Sister Patricia has been recognized nationally for her leadership in creating alignment between sponsorship and governance. She served as chairperson of the Catholic Health Association, and in 2007, received the Sister Mary Concilia Moran Award from the association. In 2011, she received the papal award, Cross Pro Ecclesia et Ponifice medal.

 
 
50

Countries with chapters of International Brain Bee, a neuroscience competition for teenagers created and led by Norbert Myslinski, 2016 recipient of the Science Educator of the Year Award by the Society for Neuroscience, and a parishioner of the Church of the Resurrection in Ellicott City.

A member of the Department of Neural and Pain Sciences at the University of Maryland, Myslinski works to show that neuroscience can be applied to all of our daily lives. Through his many writings and teachings, summer research programs, programs in brain art and literature and his International Youth Neuroscience Association, he inspires students worldwide.

His distinguished award includes a $5,000 honorarium funded by the Dana Alliance, the founder of Brain Awareness Week. Myslinski says his ultimate goal is to train scientists to help treat and find cures for brain disorders.
 
25

December day that will be brighter thanks to the generosity of the parishioners of St. John the Evangelist Parish in Long Green Valley, who filled the narthex with gifts for the less fortunate through the parish’s annual Advent Giving Tree program.
 
20

Years of Christmas joy brought to downtown Baltimore thanks to Mercy Medical Center’s holiday lights display at Preston Gardens. Religious Sister of Mercy Helen Amos, then president of Mercy Medical Center, first threw the switch in the company of then-Mayor Kurt Schmoke, with Christmas caroling by the Mercy High School student choir setting the mood for the evening.
Mercy’s original lighting design featured a Nutcracker theme that was replaced several years ago with a Victorian theme powered by energy efficient LED lights. It is one of the largest and longest running holiday displays in all of downtown.
 

10

Years served at Mercy Medical Center in Baltimore by Religious Sister of Mercy Joan Donahue, a Philadelphia native who began ministering at the hospital in 2007.
In addition to her service at Mercy, Sister Joan ministered as a teacher and principal for more than 40 years; after that she served as a pastoral associate throughout the U.S., including in Baltimore, at the Shrine of the Sacred Heart in Mount Washington and St. Ambrose Parish in Park Heights. She also ministered in Europe and Mexico.
At Mercy, Sister Joan served as concierge for the Weinberg Center of Women’s Health and Medicine.

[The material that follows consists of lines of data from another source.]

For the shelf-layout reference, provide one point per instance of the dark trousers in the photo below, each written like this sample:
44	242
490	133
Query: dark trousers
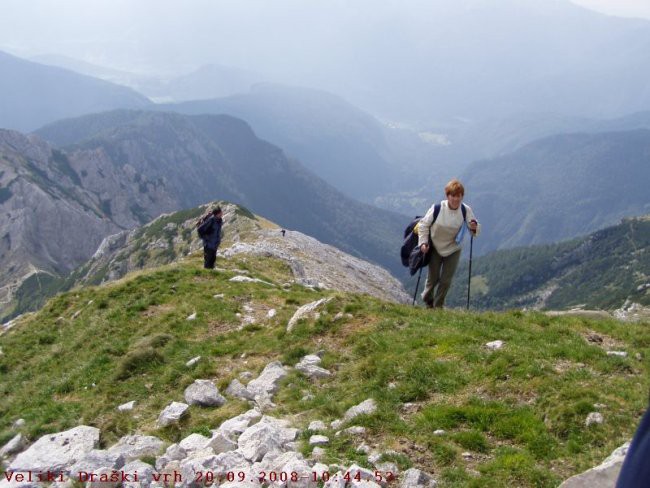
441	271
209	257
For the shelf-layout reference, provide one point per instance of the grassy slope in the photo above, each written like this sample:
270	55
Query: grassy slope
598	271
519	411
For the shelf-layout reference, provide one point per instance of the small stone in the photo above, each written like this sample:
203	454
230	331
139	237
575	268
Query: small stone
356	430
318	453
317	426
594	418
15	445
172	413
364	448
193	361
374	457
204	393
126	407
494	345
621	354
318	440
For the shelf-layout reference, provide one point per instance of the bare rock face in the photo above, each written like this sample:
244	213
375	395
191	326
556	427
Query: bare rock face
57	452
57	206
47	223
132	447
316	264
204	393
268	382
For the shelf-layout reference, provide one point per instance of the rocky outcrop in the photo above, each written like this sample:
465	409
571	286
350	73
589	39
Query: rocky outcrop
312	263
204	393
57	453
320	265
247	445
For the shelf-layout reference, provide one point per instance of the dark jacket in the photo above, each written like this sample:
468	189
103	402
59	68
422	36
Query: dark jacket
210	232
635	472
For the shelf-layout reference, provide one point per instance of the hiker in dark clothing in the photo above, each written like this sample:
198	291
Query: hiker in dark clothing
636	467
210	232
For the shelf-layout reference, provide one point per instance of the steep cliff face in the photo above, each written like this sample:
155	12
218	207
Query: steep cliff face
56	207
172	237
196	159
48	223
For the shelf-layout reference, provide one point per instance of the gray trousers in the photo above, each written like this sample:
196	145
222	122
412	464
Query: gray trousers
441	271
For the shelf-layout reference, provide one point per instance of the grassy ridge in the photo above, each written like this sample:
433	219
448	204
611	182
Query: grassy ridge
519	411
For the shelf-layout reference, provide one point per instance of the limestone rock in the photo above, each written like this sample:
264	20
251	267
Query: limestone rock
16	444
268	381
317	426
193	443
144	472
414	478
367	407
126	407
237	390
318	440
96	459
193	361
133	447
594	418
233	427
220	443
602	476
204	393
57	452
304	311
258	440
309	366
172	413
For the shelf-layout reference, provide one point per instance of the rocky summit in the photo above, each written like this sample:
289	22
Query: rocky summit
173	236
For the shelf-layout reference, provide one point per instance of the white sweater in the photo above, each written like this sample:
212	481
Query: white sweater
444	230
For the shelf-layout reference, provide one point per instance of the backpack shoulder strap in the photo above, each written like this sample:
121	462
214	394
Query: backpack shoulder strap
436	212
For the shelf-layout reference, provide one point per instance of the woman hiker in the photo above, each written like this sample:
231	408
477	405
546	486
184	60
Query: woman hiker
445	223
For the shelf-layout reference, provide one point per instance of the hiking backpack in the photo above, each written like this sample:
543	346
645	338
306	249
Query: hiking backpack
411	238
201	228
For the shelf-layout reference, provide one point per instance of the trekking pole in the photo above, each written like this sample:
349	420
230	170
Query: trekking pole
417	286
469	277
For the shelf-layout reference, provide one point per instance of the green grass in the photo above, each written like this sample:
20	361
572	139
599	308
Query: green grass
519	411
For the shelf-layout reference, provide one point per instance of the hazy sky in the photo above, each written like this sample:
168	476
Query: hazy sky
158	35
625	8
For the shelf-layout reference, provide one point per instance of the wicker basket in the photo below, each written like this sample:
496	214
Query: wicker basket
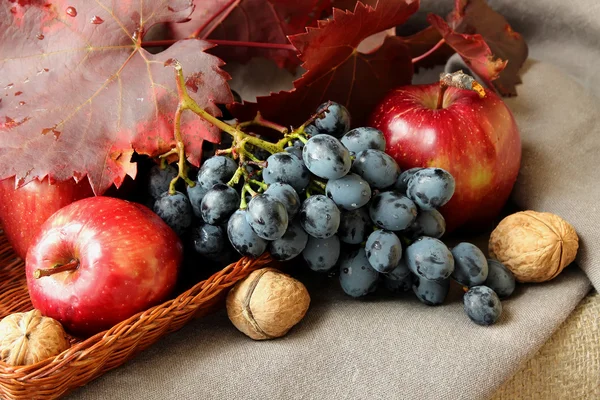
88	359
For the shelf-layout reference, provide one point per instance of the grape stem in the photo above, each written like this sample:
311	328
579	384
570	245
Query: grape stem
260	184
239	137
260	121
235	179
243	203
249	189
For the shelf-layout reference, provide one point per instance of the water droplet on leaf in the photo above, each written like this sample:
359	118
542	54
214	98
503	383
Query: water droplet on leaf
96	20
71	11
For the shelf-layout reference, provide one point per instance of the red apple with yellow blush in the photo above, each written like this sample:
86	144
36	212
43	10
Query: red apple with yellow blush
473	136
100	260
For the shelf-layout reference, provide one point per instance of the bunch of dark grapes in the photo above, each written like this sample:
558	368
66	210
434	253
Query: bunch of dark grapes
334	188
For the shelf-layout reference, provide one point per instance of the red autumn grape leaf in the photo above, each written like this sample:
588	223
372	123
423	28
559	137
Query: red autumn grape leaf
472	48
336	71
476	16
263	21
80	95
423	41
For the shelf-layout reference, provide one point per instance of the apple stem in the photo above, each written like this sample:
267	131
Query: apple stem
440	103
70	266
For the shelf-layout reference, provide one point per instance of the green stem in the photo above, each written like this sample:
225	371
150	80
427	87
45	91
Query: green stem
249	189
187	103
235	179
260	121
260	184
180	147
243	204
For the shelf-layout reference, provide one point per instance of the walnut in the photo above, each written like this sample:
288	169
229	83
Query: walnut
535	246
267	304
27	338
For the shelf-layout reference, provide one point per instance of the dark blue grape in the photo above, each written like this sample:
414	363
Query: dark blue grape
285	168
470	265
354	226
219	203
326	157
242	236
267	216
500	279
357	277
482	305
359	139
398	280
291	244
159	179
175	210
319	216
432	293
335	120
295	151
209	239
287	195
392	211
379	169
321	254
402	182
384	250
349	192
217	169
195	195
431	188
428	223
429	258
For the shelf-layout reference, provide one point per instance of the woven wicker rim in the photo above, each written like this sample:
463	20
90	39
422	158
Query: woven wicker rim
88	359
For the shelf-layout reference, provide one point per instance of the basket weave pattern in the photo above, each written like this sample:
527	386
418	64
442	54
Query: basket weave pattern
90	358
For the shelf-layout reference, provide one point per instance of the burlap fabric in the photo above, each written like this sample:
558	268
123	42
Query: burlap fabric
397	348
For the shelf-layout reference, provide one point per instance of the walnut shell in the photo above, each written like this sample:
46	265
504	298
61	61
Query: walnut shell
27	338
535	246
267	304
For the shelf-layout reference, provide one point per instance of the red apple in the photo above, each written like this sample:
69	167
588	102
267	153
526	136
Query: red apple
99	261
475	138
24	210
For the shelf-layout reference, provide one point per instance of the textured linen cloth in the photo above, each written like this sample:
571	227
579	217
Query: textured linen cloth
395	347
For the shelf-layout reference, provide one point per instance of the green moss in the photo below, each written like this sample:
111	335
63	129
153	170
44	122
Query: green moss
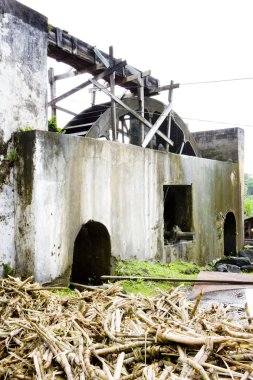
176	269
148	268
12	155
146	288
7	270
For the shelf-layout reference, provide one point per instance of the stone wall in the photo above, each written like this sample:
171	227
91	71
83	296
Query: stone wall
121	186
23	99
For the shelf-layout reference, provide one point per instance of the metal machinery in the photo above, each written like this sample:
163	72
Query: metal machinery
135	119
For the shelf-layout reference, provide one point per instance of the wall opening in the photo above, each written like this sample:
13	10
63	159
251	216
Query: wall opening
92	254
230	234
177	213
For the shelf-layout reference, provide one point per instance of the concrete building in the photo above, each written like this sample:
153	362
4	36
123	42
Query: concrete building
70	205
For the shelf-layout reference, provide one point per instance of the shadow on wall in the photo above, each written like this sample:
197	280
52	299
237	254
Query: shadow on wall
230	234
92	254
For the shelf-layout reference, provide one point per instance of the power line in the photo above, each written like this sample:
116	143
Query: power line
217	122
216	81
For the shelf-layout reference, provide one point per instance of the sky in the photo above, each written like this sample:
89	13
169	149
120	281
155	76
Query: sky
186	41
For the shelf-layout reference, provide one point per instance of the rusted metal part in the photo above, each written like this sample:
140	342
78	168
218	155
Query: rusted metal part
214	281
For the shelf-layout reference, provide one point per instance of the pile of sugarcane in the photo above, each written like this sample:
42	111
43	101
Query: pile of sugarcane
103	333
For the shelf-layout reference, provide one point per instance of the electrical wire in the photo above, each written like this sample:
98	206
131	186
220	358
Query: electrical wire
216	81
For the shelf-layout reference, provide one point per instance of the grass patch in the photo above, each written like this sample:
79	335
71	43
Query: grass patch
176	269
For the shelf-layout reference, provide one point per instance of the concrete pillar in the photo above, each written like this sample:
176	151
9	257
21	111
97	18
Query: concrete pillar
23	100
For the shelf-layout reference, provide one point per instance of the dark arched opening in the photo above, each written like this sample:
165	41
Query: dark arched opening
92	254
230	234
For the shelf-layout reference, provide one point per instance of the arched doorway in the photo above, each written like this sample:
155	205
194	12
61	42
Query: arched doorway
229	234
92	254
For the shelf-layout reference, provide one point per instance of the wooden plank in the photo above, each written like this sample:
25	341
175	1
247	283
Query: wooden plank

“Each day I encounter many women who beautifully embrace the serious illnesses afflicting them,” she said. “Here at Mercy, I have come full circle. The journey has been most exciting, extremely challenging, spiritually challenging and all too brief.”

Sister Joan will return to her native Philadelphia to pursue her long-held desire of ministering to veterans.
 


2

Saints celebrated by second graders at Trinity School in Ellicott City Dec. 16. Girls dressed up as St. Lucy, a martyr under the Roman emperor Diocletian, and boys dressed up as St. Juan Diego, who received the apparition of Our Lady of Guadalupe in Mexico in 1531. St. Lucy’s and St. Juan Diego’s feast days were Dec. 13 and Dec. 9, respectively, and Dec. 12 was the feast of Our Lady of Guadalupe.

Girls wore candle wreaths and boys tilmas covered with roses, and each child spoke to the assembly of second-grade parents and friends about St. Lucy and St. Juan Diego.